Although a few resorts refuse to let people on their lifts if they are wearing light cross-country equipment, Telemark skiers have been appearing all over the West. Borkovec thinks the phenomenon may be less popular in the East because of the ubiquity of ice on the mountains, something that even the most practiced Telemark skier has trouble with.
Beyond the novelty of the Telemark and the back-to-purity aspects of using much the same equipment as the Rodoy Man, the greatest advantage of ski mountaineering is the fact that so much more exciting terrain is opened for the intrepid skier. No longer is downhill skiing tied to heavily traveled, groomed slopes and long queues in the lift lines. No longer is the Nordic sport confined to tame flat-track touring through gentle woods and farmland. Now the meanest and steepest mountain ground in the West is ski-able. By using the miles of narrow roads and trails that still crisscross every mountain from the days of the gold miners, even a mediocre skier can make his way into the backcountry to places so remote and so beautiful that they seem to be from another planet. Danny Hirsch of Telluride says, "These are the youngest mountains in Colorado, steeper and sharper than most other places. You can get to some really radical places here. Most of the normal touring places are pretty tame, but you can climb to places here where you can see the whole San Juan mountain range. You can see to Utah. And after you admire the view, you can make a run down the mountain that might go for three miles. You might hit some pretty radical drops and some bizarre snow, but it is some kind of an exciting trip."
It also can be dangerous. Hirsch is head of the Telluride volunteer search and rescue group, and no one is more aware of the terrible things that can happen to unwary skiers in the mountains. Already this autumn, before even a fraction of the year's snowfall has accumulated, one man has been killed in an avalanche above Telluride. Another man, an ill-equipped California hiker, is still missing. The victim was an experienced skier from Telluride who touched a normal-looking bit of snow, which suddenly set off a massive slab avalanche above him. While his companion watched helplessly, the man was swept into the slide. Smart ski mountaineers never go into the high backcountry immediately after a storm; they wait instead until the snow has had a chance to settle. They also carry safety equipment such as the transmitters, the telescoping ski pole and the avalanche cord.

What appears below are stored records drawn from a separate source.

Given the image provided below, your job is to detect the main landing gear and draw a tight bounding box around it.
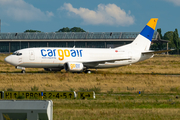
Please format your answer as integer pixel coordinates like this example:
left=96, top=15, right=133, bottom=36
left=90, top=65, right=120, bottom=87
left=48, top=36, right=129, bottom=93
left=21, top=70, right=26, bottom=73
left=84, top=70, right=91, bottom=74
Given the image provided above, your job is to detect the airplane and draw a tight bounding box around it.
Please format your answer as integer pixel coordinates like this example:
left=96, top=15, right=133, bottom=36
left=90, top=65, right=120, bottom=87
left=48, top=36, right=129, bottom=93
left=5, top=18, right=170, bottom=73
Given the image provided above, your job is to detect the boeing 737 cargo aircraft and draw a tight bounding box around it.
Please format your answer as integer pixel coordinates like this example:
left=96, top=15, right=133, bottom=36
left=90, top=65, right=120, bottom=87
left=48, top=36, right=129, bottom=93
left=5, top=18, right=170, bottom=73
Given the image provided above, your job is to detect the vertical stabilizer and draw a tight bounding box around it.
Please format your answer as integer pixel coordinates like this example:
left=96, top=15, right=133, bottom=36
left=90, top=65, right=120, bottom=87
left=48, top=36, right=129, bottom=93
left=131, top=18, right=158, bottom=51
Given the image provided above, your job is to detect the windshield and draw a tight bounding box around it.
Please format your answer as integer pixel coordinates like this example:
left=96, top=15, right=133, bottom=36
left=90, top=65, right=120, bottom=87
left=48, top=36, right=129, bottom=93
left=12, top=52, right=22, bottom=56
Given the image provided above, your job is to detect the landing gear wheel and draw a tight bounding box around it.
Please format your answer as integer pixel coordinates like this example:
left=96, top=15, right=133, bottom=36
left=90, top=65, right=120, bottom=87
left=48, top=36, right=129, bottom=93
left=21, top=70, right=26, bottom=73
left=85, top=70, right=91, bottom=74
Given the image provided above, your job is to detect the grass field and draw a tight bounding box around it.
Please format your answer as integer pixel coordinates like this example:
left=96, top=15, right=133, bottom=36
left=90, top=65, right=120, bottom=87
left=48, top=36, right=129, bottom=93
left=0, top=54, right=180, bottom=120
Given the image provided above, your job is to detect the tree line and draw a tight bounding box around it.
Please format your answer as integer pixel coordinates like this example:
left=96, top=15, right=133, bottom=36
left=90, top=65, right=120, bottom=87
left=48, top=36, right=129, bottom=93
left=24, top=27, right=180, bottom=54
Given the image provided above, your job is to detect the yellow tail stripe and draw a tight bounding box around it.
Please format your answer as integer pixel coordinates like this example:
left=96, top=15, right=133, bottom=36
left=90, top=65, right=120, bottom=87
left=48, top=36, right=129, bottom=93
left=147, top=18, right=158, bottom=30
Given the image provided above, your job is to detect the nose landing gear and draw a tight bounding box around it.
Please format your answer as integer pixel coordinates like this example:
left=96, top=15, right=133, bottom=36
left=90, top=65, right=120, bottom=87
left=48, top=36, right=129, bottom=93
left=15, top=66, right=26, bottom=73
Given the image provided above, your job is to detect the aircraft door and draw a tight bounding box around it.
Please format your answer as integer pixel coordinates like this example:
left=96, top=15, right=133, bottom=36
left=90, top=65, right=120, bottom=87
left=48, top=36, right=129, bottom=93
left=29, top=50, right=35, bottom=60
left=128, top=51, right=132, bottom=62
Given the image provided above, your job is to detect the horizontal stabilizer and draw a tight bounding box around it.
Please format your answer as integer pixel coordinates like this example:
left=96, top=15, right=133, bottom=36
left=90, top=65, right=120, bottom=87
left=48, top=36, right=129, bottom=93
left=142, top=49, right=174, bottom=54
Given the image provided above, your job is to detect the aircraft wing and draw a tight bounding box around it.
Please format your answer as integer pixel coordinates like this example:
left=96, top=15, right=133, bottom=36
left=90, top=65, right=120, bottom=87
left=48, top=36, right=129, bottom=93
left=142, top=49, right=174, bottom=54
left=82, top=58, right=132, bottom=66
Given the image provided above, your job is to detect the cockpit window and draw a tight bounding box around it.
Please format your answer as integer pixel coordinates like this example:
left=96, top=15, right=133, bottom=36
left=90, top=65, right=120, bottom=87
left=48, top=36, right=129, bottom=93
left=12, top=52, right=22, bottom=56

And a smart mountain skier never goes into the bush without a shovel to test for dangerous snow conditions. It is a simple matter to dig a pit in the snow and check the layers to see whether the fall is stable. "You can see pretty much each layer of snow that has fallen," Hirsch says. "What you look for mainly is what we call depth hoar. This is a layer of ice crystals that get to be like a whole layer of ball bearings in the snowfield. They are what make the snow unstable. A whole mountainside can slide if there is a lot of depth hoar in the snowfall."
One cannot exaggerate the dangers of an avalanche. "Even the most experienced climbers get caught," says Hirsch. "You can never be sure you're safe."